Their work is featured in the “By Design: Process-Production-Profession” exhibit available for viewing to the public in the Textiles and Clothing Museum in Morrill Hall.
Jones and Haskins currently utilize their design backgrounds with the production of their individual out of home businesses. Jones works as an embroidery artist, focusing on beaded hand and tambour embroidery alongside her daytime job as a visual merchant. Haskins runs Babes in Stitches, a brand offering hand-knit apparel for infants and children. Haskins’ brand also creates adult lingerie and loungewear.
Both creators said they find their inspiration for their work came from experiences early on in their lives. The women reflected on knitting, crocheting, sewing and beading at young ages, traditions passed on by older generations in their families. They explained how these moments in their lives helped them to find their passions today.
The women shared their business beginnings with Sunday’s audience, providing advice to all aspiring designers. Throughout the event, the idea of starting somewhere and seeing where it goes was greatly encouraged, as starting with a product and building up the business from there will help with the flow of creativity and inspiration.
“You take what you learn in the industry or whatever job you end up in, and you can take that into what you do now,” Jones said. “It’s a similar timeline in a certain sense, but you have more freedom.”
Jones and Haskins said they have discovered inspiration can be found in many different places.
For Jones, she said much of her inspiration comes from her desire to be more on the art side of her creations rather than the ‘crafty’ side, which is how most people think of what she does as.
Jones talked about how thinking outside the box is very important to running a successful business and how it can still be done by observing how other artists are working and where they take their individual styles.
“There’s some really cool stuff out there,” Jones said. “I think, ‘Where would I want to go with this? What would be true to me? What do I like?’ It’s not just doing something that you think would be popular [...] Do what you enjoy the most.”
While staying on top of trends is important to Jones and Haskins, and they hope the work put into their creations is appreciated, the women said they find worrying about popularity is not necessary when it comes to their businesses.
Jones and Haskins said they try to keep in mind the importance of being unique.
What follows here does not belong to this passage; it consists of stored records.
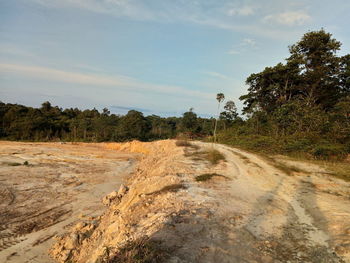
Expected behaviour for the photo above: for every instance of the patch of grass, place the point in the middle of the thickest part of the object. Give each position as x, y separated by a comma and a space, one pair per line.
208, 176
142, 250
12, 163
283, 167
337, 169
185, 143
169, 188
211, 155
214, 156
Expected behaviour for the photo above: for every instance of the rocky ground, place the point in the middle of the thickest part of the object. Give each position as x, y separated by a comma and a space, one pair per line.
45, 188
180, 207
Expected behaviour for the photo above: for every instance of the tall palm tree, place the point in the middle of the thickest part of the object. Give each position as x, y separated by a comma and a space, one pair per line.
220, 97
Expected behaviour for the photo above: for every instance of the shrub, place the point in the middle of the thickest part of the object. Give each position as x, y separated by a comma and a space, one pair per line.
183, 143
329, 152
214, 156
297, 145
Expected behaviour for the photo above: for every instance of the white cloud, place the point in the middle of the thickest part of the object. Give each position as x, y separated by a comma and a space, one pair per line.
233, 52
288, 18
120, 82
242, 11
217, 75
245, 44
248, 42
192, 11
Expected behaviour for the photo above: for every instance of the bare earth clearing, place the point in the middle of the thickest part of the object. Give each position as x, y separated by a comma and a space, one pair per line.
251, 210
59, 185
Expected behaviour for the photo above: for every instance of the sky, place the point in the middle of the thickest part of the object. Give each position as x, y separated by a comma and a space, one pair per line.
157, 56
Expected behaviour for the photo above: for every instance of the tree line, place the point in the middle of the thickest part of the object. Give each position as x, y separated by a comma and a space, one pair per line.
52, 123
301, 105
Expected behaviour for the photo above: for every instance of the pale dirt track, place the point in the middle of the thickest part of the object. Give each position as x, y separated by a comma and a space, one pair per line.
62, 183
256, 213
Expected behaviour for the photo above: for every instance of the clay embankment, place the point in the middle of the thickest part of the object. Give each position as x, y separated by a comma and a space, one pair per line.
250, 211
45, 188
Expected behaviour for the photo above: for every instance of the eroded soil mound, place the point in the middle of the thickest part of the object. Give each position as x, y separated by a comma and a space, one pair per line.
180, 207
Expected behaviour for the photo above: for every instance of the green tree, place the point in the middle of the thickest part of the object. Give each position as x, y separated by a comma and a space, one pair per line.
220, 97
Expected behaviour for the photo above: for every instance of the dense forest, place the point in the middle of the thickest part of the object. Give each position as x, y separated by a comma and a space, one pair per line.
299, 106
302, 105
51, 123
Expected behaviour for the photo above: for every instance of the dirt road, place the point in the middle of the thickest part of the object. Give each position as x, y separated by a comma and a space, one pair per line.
251, 210
47, 187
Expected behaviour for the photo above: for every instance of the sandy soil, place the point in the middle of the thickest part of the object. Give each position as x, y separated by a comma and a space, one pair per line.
253, 212
60, 184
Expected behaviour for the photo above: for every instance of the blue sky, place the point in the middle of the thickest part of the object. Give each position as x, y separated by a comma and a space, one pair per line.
158, 56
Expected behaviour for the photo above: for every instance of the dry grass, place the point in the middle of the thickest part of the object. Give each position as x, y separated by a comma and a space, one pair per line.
12, 163
185, 143
142, 250
211, 155
169, 188
214, 156
208, 176
283, 167
338, 169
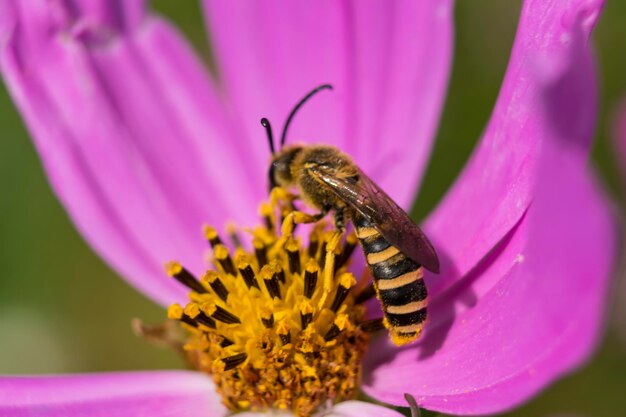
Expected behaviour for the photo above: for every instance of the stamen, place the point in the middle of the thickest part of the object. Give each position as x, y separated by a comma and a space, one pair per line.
223, 258
310, 278
337, 327
234, 361
284, 333
220, 314
276, 326
226, 342
270, 278
176, 270
247, 273
293, 253
267, 318
306, 313
260, 251
175, 312
211, 235
193, 311
314, 244
346, 282
212, 278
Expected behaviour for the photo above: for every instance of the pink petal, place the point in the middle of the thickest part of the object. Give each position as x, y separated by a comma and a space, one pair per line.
549, 92
129, 130
531, 309
540, 317
361, 409
154, 394
388, 61
344, 409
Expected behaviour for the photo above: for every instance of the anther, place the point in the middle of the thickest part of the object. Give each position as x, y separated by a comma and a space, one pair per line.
322, 256
248, 274
223, 258
314, 243
270, 278
225, 342
193, 311
220, 314
284, 333
211, 235
365, 294
176, 270
337, 327
267, 318
260, 251
234, 361
216, 284
176, 312
347, 251
373, 325
306, 314
293, 253
346, 281
310, 278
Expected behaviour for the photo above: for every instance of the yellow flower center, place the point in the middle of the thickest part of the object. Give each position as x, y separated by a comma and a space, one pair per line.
278, 326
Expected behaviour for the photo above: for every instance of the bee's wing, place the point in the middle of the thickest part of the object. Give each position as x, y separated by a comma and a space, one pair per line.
390, 220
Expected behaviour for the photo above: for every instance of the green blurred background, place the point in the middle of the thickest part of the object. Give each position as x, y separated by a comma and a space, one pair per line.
63, 310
They advise future designers to avoid creating something if it doesn’t hold much meaning to them, but to do what others aren’t doing instead to create something people haven’t seen before.
In today’s world, one of the key aspects of their successful businesses is social media presence and building relationships both within and outside of social media.
Understanding the algorithms of social media and using connections to learn in different ways is essential to businesses that depend on the internet, but Jones and Haskins said it can be easy to go about utilizing social media in the wrong way.
The two women said creators should start their platform out slowly and build their way up naturally through friendships and connections rather than focus on gaining numbers quickly, as many businesses go through processes such as buying followers.
It may take longer to grow a business, but Jones and Haskins said the authenticity of naturally growing your social media presence makes it that much more of a personal experience for customers.
Jones and Haskins put importance on having healthy and friendly relationships. They said true engagement and personal friendships help a business to thrive, as they stay in touch with many connections they made years before their businesses were even an idea.
“Relationships are absolutely important. [...]” Haskins said. “One of the professors I went to school with has one of my cutest little models now. You just never know what those relationships could turn into.”
Jones used the example of a former fellow student, who now lives in China and has the assets to help with one of Jones’ upcoming projects.
Both women said they look forward to the future of their businesses and the potential they have. Jones plans on working on her advertisements, making patterns for embroidery available to customers and starting trims for brides. Haskins plans on taking time to discover the direction in which she wishes to take her work compared to what she’s focusing on currently.